Jockeying for pennies is what tightens the spread. Both ARCA and BZX described above follow the “maker-taker” pricing model. The idea is that traders who “make” get paid by the people that “take” liquidity. Of course this comes after the exchange has taken their slice - only about half of the fees collected get paid to the maker.
A market maker might have an option worth $1.15, and for this given product/expiration typically likes to trade for $0.03 of edge. In a simple world, the best bid would be $1.12. But exchange fees tweak the incentives, and if providing liquidity paid $1, they could stream a $1.13 bid for that option, knowing they’ll still get the $0.03 of edge.
The market place is a constant swirl of adjustments as underlying prices move and volatility assumptions shift. The transaction costs provide a subtle nudge for price improvements and routing decisions.
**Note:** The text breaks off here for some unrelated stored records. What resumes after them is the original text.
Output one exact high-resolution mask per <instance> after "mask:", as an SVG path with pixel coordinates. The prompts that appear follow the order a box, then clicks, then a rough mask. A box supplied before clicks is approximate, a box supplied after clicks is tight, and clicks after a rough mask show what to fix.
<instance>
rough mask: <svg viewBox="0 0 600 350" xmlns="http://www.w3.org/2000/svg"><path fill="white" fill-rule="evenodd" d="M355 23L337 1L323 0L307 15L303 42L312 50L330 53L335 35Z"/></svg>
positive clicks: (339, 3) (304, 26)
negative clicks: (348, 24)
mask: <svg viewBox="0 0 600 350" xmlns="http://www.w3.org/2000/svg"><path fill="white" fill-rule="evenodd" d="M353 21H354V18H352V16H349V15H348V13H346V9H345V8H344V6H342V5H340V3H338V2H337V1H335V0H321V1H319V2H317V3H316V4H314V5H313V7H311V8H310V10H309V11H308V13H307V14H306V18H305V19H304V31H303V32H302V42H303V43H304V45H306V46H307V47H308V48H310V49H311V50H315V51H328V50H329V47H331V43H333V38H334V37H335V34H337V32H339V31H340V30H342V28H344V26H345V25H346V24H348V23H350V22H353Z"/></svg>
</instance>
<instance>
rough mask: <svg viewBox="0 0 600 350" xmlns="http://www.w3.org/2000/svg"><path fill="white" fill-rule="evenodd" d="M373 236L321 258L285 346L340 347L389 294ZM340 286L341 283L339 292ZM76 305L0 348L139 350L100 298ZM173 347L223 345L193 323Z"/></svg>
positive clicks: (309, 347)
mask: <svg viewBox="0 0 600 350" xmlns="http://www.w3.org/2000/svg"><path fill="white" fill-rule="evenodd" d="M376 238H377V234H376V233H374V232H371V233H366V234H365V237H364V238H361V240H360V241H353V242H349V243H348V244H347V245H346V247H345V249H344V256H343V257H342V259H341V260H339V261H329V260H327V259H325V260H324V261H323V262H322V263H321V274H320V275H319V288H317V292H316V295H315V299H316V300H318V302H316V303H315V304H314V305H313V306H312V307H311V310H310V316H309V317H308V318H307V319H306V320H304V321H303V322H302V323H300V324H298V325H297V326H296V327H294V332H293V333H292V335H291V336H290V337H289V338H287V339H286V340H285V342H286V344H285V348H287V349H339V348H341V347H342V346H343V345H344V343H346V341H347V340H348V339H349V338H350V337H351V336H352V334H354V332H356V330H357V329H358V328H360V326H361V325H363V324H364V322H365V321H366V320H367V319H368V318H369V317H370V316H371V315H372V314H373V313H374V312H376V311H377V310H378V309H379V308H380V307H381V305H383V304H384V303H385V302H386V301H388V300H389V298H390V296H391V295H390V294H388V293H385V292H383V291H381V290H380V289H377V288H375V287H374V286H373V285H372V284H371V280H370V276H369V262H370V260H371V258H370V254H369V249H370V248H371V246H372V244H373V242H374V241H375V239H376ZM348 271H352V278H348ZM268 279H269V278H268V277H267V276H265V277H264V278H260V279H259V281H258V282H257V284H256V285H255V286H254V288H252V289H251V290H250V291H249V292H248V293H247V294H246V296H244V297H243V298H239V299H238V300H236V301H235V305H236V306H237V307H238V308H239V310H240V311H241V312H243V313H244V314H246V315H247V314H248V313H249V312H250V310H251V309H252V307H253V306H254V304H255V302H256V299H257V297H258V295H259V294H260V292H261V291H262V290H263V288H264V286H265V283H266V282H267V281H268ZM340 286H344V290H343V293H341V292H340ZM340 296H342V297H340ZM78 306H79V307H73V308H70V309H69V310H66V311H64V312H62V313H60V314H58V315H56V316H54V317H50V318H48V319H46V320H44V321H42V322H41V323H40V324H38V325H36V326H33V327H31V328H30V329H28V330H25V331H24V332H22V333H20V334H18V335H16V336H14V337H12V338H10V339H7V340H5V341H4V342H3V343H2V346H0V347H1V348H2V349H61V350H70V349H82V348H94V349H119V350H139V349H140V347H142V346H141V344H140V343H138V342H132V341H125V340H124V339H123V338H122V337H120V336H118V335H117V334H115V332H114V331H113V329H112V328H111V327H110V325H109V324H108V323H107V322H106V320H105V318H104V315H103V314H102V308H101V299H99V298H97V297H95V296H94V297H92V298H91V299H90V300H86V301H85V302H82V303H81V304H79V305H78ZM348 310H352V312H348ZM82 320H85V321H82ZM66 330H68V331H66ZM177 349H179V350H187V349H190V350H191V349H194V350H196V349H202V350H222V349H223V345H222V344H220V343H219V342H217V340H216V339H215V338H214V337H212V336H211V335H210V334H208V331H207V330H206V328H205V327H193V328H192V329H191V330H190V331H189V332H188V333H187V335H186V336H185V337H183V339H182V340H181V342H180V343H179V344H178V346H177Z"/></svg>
Different participant types pay different fees. In the maker-taker model described above, the credit/debit system applies to almost everyone. The size of the credit shifts on the margins (Specialists or LMMs on ARCA for example get a significant extra dollop), but broadly no matter who you are, you pay to take and get paid to make.
Fees on “PFOF” exchanges are structured slightly differently. With the inclusion of payment for orderflow, customers trade for free (or even small credit), while everyone else pays a flat fee whether taking or providing, incentivizing size on the bid/ask. And anytime a market maker trades with a customer, they pay an extra marketing charge that goes into a pool to allocate back to brokers.
What makes this even more confusing, is that not all of the fees are known ex-ante. While you can predict (usually) which exchange you’ll trade on and what their published fee schedule is, you don’t always know who’s on the other side. If it’s a customer on the pro-rata exchange there can be a surprise marketing charge, or any other variety of ripples in timing and sequencing that fuzz the determinism.
Further complexity comes for active participants as they navigate volume discounts. Exchanges like to reward their best customers with better rates, but the calculations for these are dynamic. Typically based on some percentage of volume (overall, customer, etc.), the exchange bill at the end of the month depends not just on what you’re doing, but what everyone else is doing.
Hitting a threshold on one exchange comes at the cost of another exchange. Is it better to trade more volume on ARCA to get an extra nickel on all your flow this month, or route an individual order to the best rebate exchange right now?
There are tiers for different order types, distinguishing between crossing/QCC volume, spread volume, and single legs. For a wholesaler with two types of orderflow (customer and market maker), there will be competing dynamics and net costs depend on multiple factors.
When prop shops get a discount based on the percent of OCV (OCC Customer Volume) that they trade, it allows them to provide tighter markets. On EDGX, trading less than .10% costs $0.20 a contract. If they trade over 1.45% of OCV, they only pay $0.02 to trade.
What that means, is they now have an extra $0.0018 of edge to play with as they engage with the markets. That’s the equivalent of getting an extra penny better in stock on a 18 delta option. That doesn’t buy a house in the Hamptons, but as stocks tick around all day, your friendly neighborhood market maker with the best rates will be the first one to lift a posted order.
All of these fees demand active management for professional traders, but require almost none from the buy side. If there’s only marginal benefit from a retail trader stressing about a pennies of price improvement, there’s even less to be gained by worrying about fees.
The layers of tables and asterixis exist but for your benefit.